In the early summer of 1423, two allied armies, one English, one Burgundian, rendezvoused at Auxerre to counter an army for the Dauphin's cause that was marching into Burgundy, headed for Bourges. This French army also contained a large number of Scots under John Stewart, 2nd Earl of Buchan, who was commanding the entire mixed force. The two sides met at the village of Cravant in Burgundy, at a bridge and ford on the banks of the river Yonne, a left-bank tributary of the Seine, southeast of Auxerre.
The Dauphin's forces drawn up on one bank outnumbered the English and Burgundians on the opposite bank more than two to one. The combined English and Burgundian forces, numbering some 4,000 men, were led by Thomas Montacute, 4th Earl of Salisbury.

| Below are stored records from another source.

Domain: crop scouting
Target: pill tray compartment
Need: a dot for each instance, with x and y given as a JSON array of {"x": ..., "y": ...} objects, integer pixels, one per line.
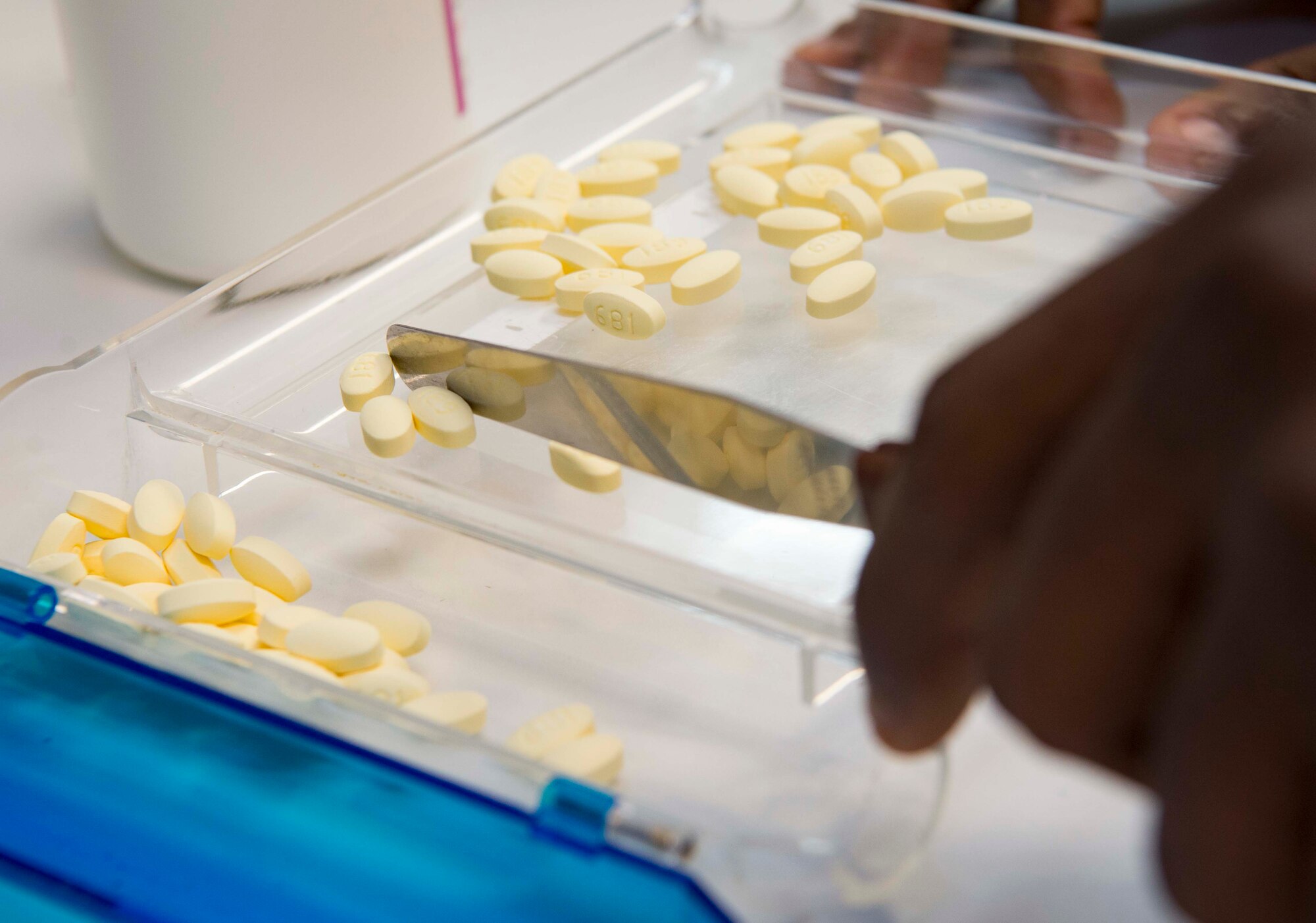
[{"x": 713, "y": 638}]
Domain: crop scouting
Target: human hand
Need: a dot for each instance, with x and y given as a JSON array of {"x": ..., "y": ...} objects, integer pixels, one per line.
[
  {"x": 897, "y": 59},
  {"x": 1109, "y": 517}
]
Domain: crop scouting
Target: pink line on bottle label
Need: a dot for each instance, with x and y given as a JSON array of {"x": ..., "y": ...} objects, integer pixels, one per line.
[{"x": 455, "y": 56}]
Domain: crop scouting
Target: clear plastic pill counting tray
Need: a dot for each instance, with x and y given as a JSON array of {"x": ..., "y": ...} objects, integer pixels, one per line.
[{"x": 714, "y": 639}]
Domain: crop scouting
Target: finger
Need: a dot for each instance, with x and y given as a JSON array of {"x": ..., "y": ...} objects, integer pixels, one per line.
[
  {"x": 905, "y": 57},
  {"x": 1203, "y": 135},
  {"x": 1071, "y": 82},
  {"x": 985, "y": 434}
]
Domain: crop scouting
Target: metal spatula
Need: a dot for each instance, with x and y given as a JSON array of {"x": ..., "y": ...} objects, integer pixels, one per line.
[{"x": 667, "y": 431}]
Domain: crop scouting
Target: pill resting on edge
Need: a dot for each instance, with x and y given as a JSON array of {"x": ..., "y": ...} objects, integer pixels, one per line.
[
  {"x": 989, "y": 219},
  {"x": 460, "y": 710},
  {"x": 219, "y": 602},
  {"x": 272, "y": 567},
  {"x": 210, "y": 526},
  {"x": 585, "y": 471},
  {"x": 403, "y": 630},
  {"x": 442, "y": 417},
  {"x": 552, "y": 730},
  {"x": 368, "y": 376},
  {"x": 65, "y": 534},
  {"x": 130, "y": 562},
  {"x": 106, "y": 517},
  {"x": 343, "y": 646},
  {"x": 388, "y": 427},
  {"x": 842, "y": 289}
]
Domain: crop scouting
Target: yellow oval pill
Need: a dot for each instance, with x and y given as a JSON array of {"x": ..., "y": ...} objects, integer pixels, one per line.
[
  {"x": 909, "y": 152},
  {"x": 524, "y": 273},
  {"x": 65, "y": 534},
  {"x": 748, "y": 464},
  {"x": 106, "y": 517},
  {"x": 442, "y": 417},
  {"x": 663, "y": 155},
  {"x": 149, "y": 594},
  {"x": 492, "y": 394},
  {"x": 185, "y": 566},
  {"x": 764, "y": 135},
  {"x": 552, "y": 730},
  {"x": 216, "y": 601},
  {"x": 518, "y": 177},
  {"x": 620, "y": 238},
  {"x": 834, "y": 151},
  {"x": 299, "y": 664},
  {"x": 573, "y": 288},
  {"x": 989, "y": 219},
  {"x": 343, "y": 646},
  {"x": 130, "y": 562},
  {"x": 388, "y": 684},
  {"x": 403, "y": 630},
  {"x": 506, "y": 239},
  {"x": 919, "y": 211},
  {"x": 794, "y": 226},
  {"x": 597, "y": 758},
  {"x": 609, "y": 210},
  {"x": 91, "y": 559},
  {"x": 66, "y": 567},
  {"x": 241, "y": 634},
  {"x": 876, "y": 174},
  {"x": 272, "y": 567},
  {"x": 282, "y": 620},
  {"x": 827, "y": 494},
  {"x": 842, "y": 289},
  {"x": 706, "y": 277},
  {"x": 115, "y": 593},
  {"x": 789, "y": 463},
  {"x": 624, "y": 311},
  {"x": 210, "y": 526},
  {"x": 368, "y": 376},
  {"x": 557, "y": 186},
  {"x": 699, "y": 456},
  {"x": 868, "y": 128},
  {"x": 660, "y": 260},
  {"x": 813, "y": 257},
  {"x": 386, "y": 427},
  {"x": 460, "y": 710},
  {"x": 972, "y": 184},
  {"x": 857, "y": 210},
  {"x": 156, "y": 515},
  {"x": 524, "y": 214},
  {"x": 577, "y": 252},
  {"x": 807, "y": 185},
  {"x": 772, "y": 161},
  {"x": 746, "y": 192},
  {"x": 623, "y": 177},
  {"x": 585, "y": 471}
]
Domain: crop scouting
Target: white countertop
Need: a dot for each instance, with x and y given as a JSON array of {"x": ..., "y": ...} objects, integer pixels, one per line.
[{"x": 1026, "y": 835}]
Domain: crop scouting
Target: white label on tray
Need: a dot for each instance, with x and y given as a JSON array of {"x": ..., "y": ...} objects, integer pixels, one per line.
[
  {"x": 694, "y": 214},
  {"x": 522, "y": 326}
]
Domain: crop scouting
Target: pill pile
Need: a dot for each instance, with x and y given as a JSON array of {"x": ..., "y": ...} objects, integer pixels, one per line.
[
  {"x": 159, "y": 555},
  {"x": 819, "y": 192}
]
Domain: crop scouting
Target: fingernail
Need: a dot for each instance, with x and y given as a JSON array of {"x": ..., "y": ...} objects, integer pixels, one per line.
[{"x": 1207, "y": 135}]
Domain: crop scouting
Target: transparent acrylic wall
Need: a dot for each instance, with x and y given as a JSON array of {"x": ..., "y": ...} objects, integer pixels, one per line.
[{"x": 714, "y": 639}]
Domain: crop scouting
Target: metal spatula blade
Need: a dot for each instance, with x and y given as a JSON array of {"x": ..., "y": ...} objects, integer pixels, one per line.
[{"x": 667, "y": 431}]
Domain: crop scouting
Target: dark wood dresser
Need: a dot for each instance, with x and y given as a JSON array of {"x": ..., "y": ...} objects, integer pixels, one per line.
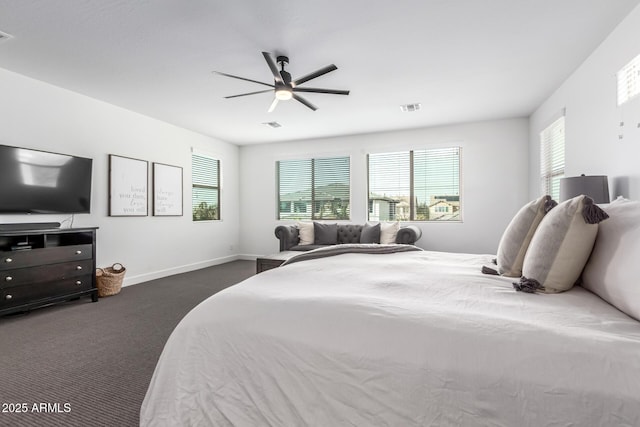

For three hours the forces stared each other down, neither willing to attempt an opposed river crossing. Salisbury finally took the initiative and his army begun to cross the waist-high river, some 50 meters wide, under a covering hail of arrows from English archers. Meanwhile, another English force under Lord Willoughby de Eresby forced a passage through the Scots across the narrow bridge and divided the Dauphin's army.
When the French ranks began to withdraw, the Scots refused to flee and were cut down by the hundreds. Over 3,000 of them fell at the bridgehead or along the riverbanks, and over 2,000 prisoners were taken, including the Earl of Buchan and the commander of the Dauphin's forces, the Comte de Vendome. The Dauphin's forces retreated to the Loire, leaving many prisoners behind and over 6,000 dead. The success at Cravant began the peak of English arms in the Hundred Years' War.